Spatial patterns arise in a wide range of biological processes ranging from embryonic development to cell polarisation. Owing to the complexity of pattern formation, attempts to understand it often resorts to modelling by reaction-diffusion (RD) models, which is a model type consisting of coupled partial differential equations (PDE:s). In biological systems, it has been observed that some patterns form regions of high concentration (poles) close to regions in which the species relevant for pattern formation cannot enter (holes). In order to understand the impact of holes on RDmodels, and if RD-models can capture this behaviour with poles being confined on domains with holes, this thesis investigated two questions; (1) the impact of holes on pattern formation, (2) if poles by some strategy can be spatially confined on a domain containing holes.
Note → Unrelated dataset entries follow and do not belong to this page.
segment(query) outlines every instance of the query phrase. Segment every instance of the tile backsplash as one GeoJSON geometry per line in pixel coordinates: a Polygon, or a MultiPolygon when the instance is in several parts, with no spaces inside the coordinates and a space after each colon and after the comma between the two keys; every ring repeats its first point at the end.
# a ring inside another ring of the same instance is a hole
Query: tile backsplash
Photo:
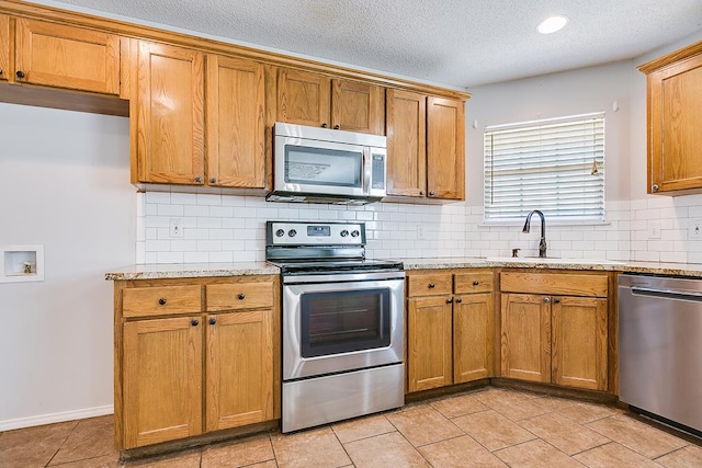
{"type": "MultiPolygon", "coordinates": [[[[702,195],[608,202],[607,218],[575,226],[546,219],[548,255],[702,263],[702,195]]],[[[265,221],[298,219],[364,221],[369,258],[506,256],[514,248],[533,256],[540,237],[539,218],[526,235],[521,224],[486,226],[483,206],[467,203],[343,206],[146,192],[137,194],[136,263],[262,261],[265,221]]]]}

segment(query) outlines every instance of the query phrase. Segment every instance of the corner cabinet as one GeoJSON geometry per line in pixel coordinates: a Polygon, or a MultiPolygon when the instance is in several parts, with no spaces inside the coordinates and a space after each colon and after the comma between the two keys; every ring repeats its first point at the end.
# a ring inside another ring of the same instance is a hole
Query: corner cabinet
{"type": "Polygon", "coordinates": [[[115,442],[280,418],[278,276],[115,283],[115,442]]]}
{"type": "Polygon", "coordinates": [[[387,90],[387,194],[465,198],[465,103],[387,90]]]}
{"type": "Polygon", "coordinates": [[[384,135],[384,105],[385,90],[376,84],[278,70],[278,122],[384,135]]]}
{"type": "Polygon", "coordinates": [[[502,272],[501,375],[608,389],[605,274],[502,272]]]}
{"type": "Polygon", "coordinates": [[[702,42],[638,69],[647,76],[648,193],[702,193],[702,42]]]}
{"type": "Polygon", "coordinates": [[[409,272],[409,392],[494,375],[491,271],[409,272]]]}

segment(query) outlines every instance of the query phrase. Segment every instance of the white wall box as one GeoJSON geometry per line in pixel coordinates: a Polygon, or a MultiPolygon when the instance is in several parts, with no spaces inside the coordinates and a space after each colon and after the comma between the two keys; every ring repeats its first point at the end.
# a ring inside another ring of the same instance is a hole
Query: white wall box
{"type": "Polygon", "coordinates": [[[0,252],[0,283],[44,281],[44,246],[7,246],[0,252]]]}

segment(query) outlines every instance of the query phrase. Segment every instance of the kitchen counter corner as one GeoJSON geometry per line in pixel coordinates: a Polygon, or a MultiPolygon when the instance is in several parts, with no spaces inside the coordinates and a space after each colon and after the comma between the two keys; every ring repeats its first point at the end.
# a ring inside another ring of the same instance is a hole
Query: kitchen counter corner
{"type": "Polygon", "coordinates": [[[171,279],[215,276],[278,275],[280,269],[267,262],[167,263],[125,266],[105,273],[106,281],[171,279]]]}

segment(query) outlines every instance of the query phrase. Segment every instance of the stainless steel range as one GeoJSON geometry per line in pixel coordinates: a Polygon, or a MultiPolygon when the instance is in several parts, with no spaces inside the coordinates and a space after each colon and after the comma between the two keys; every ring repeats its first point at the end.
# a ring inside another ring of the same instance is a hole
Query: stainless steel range
{"type": "Polygon", "coordinates": [[[405,404],[405,272],[365,260],[363,222],[267,222],[281,267],[282,432],[405,404]]]}

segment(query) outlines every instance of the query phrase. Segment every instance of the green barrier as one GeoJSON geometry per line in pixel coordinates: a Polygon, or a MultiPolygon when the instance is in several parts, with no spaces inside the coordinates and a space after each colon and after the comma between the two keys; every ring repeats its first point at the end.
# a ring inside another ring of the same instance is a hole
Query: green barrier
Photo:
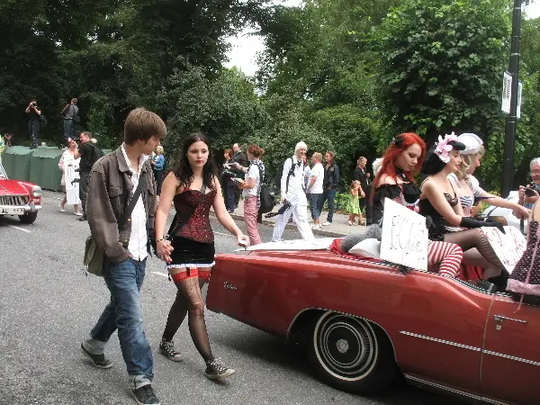
{"type": "Polygon", "coordinates": [[[2,154],[2,166],[7,176],[14,180],[30,181],[30,159],[33,151],[28,147],[7,148],[2,154]]]}
{"type": "Polygon", "coordinates": [[[58,162],[64,150],[47,147],[34,149],[30,160],[30,181],[47,190],[60,191],[62,172],[58,162]]]}

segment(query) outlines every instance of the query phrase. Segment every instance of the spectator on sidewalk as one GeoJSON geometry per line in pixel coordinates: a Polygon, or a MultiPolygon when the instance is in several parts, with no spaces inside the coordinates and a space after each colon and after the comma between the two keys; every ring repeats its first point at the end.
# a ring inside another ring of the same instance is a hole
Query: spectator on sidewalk
{"type": "Polygon", "coordinates": [[[79,136],[80,144],[75,153],[75,158],[80,158],[79,164],[79,198],[83,208],[83,216],[79,220],[86,220],[86,195],[88,194],[88,184],[90,184],[90,172],[94,164],[102,157],[103,153],[93,142],[92,133],[86,130],[79,136]]]}
{"type": "Polygon", "coordinates": [[[225,162],[223,163],[223,173],[221,174],[221,183],[223,184],[223,197],[225,199],[225,207],[227,212],[232,213],[237,207],[236,194],[237,194],[237,184],[232,180],[235,177],[235,174],[232,171],[232,164],[234,158],[232,157],[231,149],[225,149],[223,153],[225,162]]]}
{"type": "Polygon", "coordinates": [[[311,229],[320,229],[320,212],[322,212],[322,182],[324,180],[324,167],[322,166],[322,155],[315,152],[311,156],[311,167],[310,183],[308,183],[307,193],[311,202],[311,219],[313,225],[311,229]]]}
{"type": "Polygon", "coordinates": [[[154,170],[154,178],[158,187],[158,195],[161,194],[161,184],[163,183],[163,170],[165,169],[165,157],[163,156],[163,147],[159,145],[156,148],[156,154],[150,160],[152,169],[154,170]]]}
{"type": "Polygon", "coordinates": [[[40,115],[41,115],[41,109],[38,107],[38,103],[35,100],[30,102],[28,107],[24,112],[28,114],[30,120],[28,121],[28,133],[32,140],[31,148],[38,147],[38,140],[40,139],[40,130],[41,130],[41,124],[40,122],[40,115]]]}
{"type": "Polygon", "coordinates": [[[313,238],[313,232],[308,223],[308,200],[303,189],[305,167],[302,157],[306,156],[308,146],[304,142],[298,142],[296,148],[294,148],[294,155],[284,163],[281,195],[282,203],[284,207],[287,208],[277,216],[275,220],[274,234],[272,235],[274,242],[282,239],[291,215],[292,215],[292,220],[298,227],[302,238],[304,239],[313,238]]]}
{"type": "MultiPolygon", "coordinates": [[[[60,180],[60,185],[62,186],[62,192],[66,193],[66,167],[73,166],[77,159],[75,158],[75,152],[76,151],[76,142],[75,140],[68,139],[68,148],[64,150],[62,154],[62,158],[60,158],[60,161],[58,162],[58,167],[62,171],[62,179],[60,180]]],[[[60,212],[66,212],[66,203],[68,202],[68,194],[64,194],[64,198],[62,199],[59,209],[60,212]]],[[[75,215],[81,217],[83,213],[79,209],[79,204],[74,204],[73,208],[75,210],[75,215]]]]}
{"type": "Polygon", "coordinates": [[[75,139],[75,124],[78,122],[78,107],[76,106],[77,99],[72,98],[71,102],[67,104],[60,114],[64,118],[64,138],[75,139]]]}
{"type": "MultiPolygon", "coordinates": [[[[95,367],[110,368],[112,363],[105,357],[104,349],[118,329],[131,392],[140,405],[159,404],[152,388],[154,360],[142,323],[140,289],[149,239],[155,235],[157,205],[156,183],[148,155],[166,134],[165,123],[157,114],[144,108],[131,111],[124,124],[124,143],[92,168],[86,211],[92,235],[104,250],[104,279],[111,301],[81,349],[95,367]],[[141,193],[130,220],[120,230],[118,222],[129,204],[126,196],[132,197],[140,184],[141,193]]],[[[92,143],[91,136],[83,136],[85,144],[92,143]]],[[[170,254],[168,246],[163,249],[170,254]]]]}
{"type": "MultiPolygon", "coordinates": [[[[238,163],[242,167],[248,167],[249,166],[249,161],[248,160],[248,157],[246,156],[246,154],[244,152],[242,152],[242,149],[240,148],[240,147],[238,143],[235,143],[232,146],[232,151],[234,153],[234,155],[232,156],[232,158],[236,163],[238,163]]],[[[234,171],[236,173],[237,177],[244,178],[244,172],[242,170],[235,169],[234,171]]],[[[238,202],[240,201],[240,194],[242,194],[242,192],[241,192],[241,190],[238,190],[238,187],[235,187],[234,193],[235,193],[235,199],[234,199],[235,206],[234,206],[234,208],[236,209],[238,206],[238,202]]]]}
{"type": "Polygon", "coordinates": [[[324,203],[328,202],[328,213],[327,215],[327,220],[322,225],[328,226],[332,224],[334,218],[334,206],[336,201],[336,193],[339,186],[339,167],[336,163],[336,154],[334,152],[327,152],[324,155],[324,160],[326,166],[324,166],[324,181],[322,182],[322,202],[320,202],[321,208],[324,203]]]}
{"type": "Polygon", "coordinates": [[[246,173],[244,183],[238,183],[238,188],[244,191],[244,222],[249,237],[249,246],[261,243],[257,217],[261,206],[261,184],[265,181],[265,165],[260,160],[264,153],[265,149],[262,148],[251,145],[248,148],[249,166],[243,167],[239,163],[235,163],[238,169],[246,173]]]}
{"type": "MultiPolygon", "coordinates": [[[[362,190],[365,192],[367,189],[367,184],[369,184],[370,174],[365,169],[365,166],[367,165],[367,158],[364,157],[360,157],[358,160],[356,160],[356,168],[353,173],[353,180],[358,180],[360,182],[360,187],[362,190]]],[[[364,209],[365,207],[365,199],[360,199],[360,209],[364,209]]]]}

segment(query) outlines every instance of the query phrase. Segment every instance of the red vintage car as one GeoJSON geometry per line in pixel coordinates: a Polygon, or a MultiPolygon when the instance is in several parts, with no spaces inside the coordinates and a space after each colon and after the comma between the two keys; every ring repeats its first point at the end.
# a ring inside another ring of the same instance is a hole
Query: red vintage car
{"type": "Polygon", "coordinates": [[[324,382],[369,394],[400,373],[473,401],[540,403],[539,307],[377,259],[270,246],[218,255],[207,307],[302,345],[324,382]]]}
{"type": "Polygon", "coordinates": [[[17,215],[32,223],[41,210],[41,188],[29,182],[10,180],[0,164],[0,215],[17,215]]]}

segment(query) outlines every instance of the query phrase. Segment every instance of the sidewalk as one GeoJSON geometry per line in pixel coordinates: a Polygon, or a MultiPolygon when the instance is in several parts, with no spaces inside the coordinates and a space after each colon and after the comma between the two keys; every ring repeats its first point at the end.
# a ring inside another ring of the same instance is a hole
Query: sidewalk
{"type": "MultiPolygon", "coordinates": [[[[278,209],[279,209],[279,206],[275,206],[274,208],[274,211],[275,212],[278,209]]],[[[328,212],[324,211],[320,214],[320,222],[321,223],[326,221],[327,213],[328,213],[328,212]]],[[[238,202],[238,208],[234,211],[233,213],[230,214],[230,216],[232,218],[234,218],[235,220],[244,220],[244,200],[243,199],[241,199],[238,202]]],[[[277,217],[265,218],[265,216],[263,215],[263,224],[273,227],[275,224],[276,218],[277,217]]],[[[311,220],[311,212],[310,212],[309,208],[308,208],[308,218],[310,219],[310,221],[311,220]]],[[[326,226],[326,227],[322,227],[320,230],[313,230],[313,234],[314,235],[321,235],[321,236],[325,236],[325,237],[339,238],[339,237],[349,235],[351,233],[362,233],[362,232],[365,231],[364,226],[361,226],[361,225],[349,226],[349,224],[346,223],[347,219],[348,219],[348,215],[334,213],[332,224],[326,226]]],[[[294,230],[294,229],[296,229],[296,225],[294,225],[294,223],[289,223],[289,224],[287,224],[287,229],[294,230]]]]}

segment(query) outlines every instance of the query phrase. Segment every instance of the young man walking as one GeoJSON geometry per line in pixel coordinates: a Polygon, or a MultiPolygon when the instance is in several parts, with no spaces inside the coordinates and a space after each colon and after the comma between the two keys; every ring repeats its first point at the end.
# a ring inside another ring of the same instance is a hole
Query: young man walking
{"type": "Polygon", "coordinates": [[[76,159],[81,158],[79,163],[79,199],[83,208],[83,216],[79,220],[86,220],[86,194],[90,184],[90,172],[94,164],[102,157],[102,151],[92,143],[92,133],[87,130],[79,135],[79,146],[75,151],[76,159]]]}
{"type": "MultiPolygon", "coordinates": [[[[275,220],[275,227],[272,235],[272,241],[281,240],[285,226],[292,215],[292,220],[298,227],[300,235],[304,239],[312,239],[313,232],[308,223],[308,200],[304,187],[303,158],[308,151],[304,142],[298,142],[294,148],[294,156],[287,158],[284,164],[284,171],[281,179],[282,203],[285,210],[280,213],[275,220]]],[[[284,209],[280,209],[280,212],[284,209]]]]}
{"type": "Polygon", "coordinates": [[[86,212],[90,230],[104,248],[104,279],[111,293],[83,353],[99,368],[112,365],[104,356],[106,343],[118,328],[118,338],[137,403],[158,404],[152,389],[153,359],[142,324],[140,287],[146,271],[149,238],[154,235],[156,183],[148,159],[165,137],[163,121],[143,108],[133,110],[124,125],[124,143],[92,168],[86,212]],[[126,226],[118,228],[130,198],[141,193],[126,226]]]}

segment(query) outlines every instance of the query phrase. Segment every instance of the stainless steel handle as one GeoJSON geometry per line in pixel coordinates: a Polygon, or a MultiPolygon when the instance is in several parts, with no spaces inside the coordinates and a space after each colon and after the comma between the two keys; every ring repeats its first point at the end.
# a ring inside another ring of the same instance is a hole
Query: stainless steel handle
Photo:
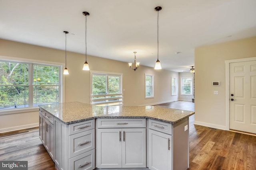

In order to answer these questions, two classical models, the Schnakenberg and Gierer-Meinhardt, were simulated on a two dimensional domain with zero, five, seven and 20 small densely packed circular holes. For solving the RD-systems numerically on such domains a finite element method (FEM) was implemented. The results suggested that on a domain with many holes poles have a tendency to accumulate close to, or directly in, the region dense in holes. The exact reason behind this behaviour is not known, but it might be due to the model species being confined in the diffusion-restricted region between holes. Regarding the control of pole formation, changing parameters outside the Turing space in a sub-region proved efficient for spatially confining poles to a specific region. Although potentially useful for recreating observed patterns, it should be noted that the usage of this method raises the question of why the parameter values are different in a sub-region.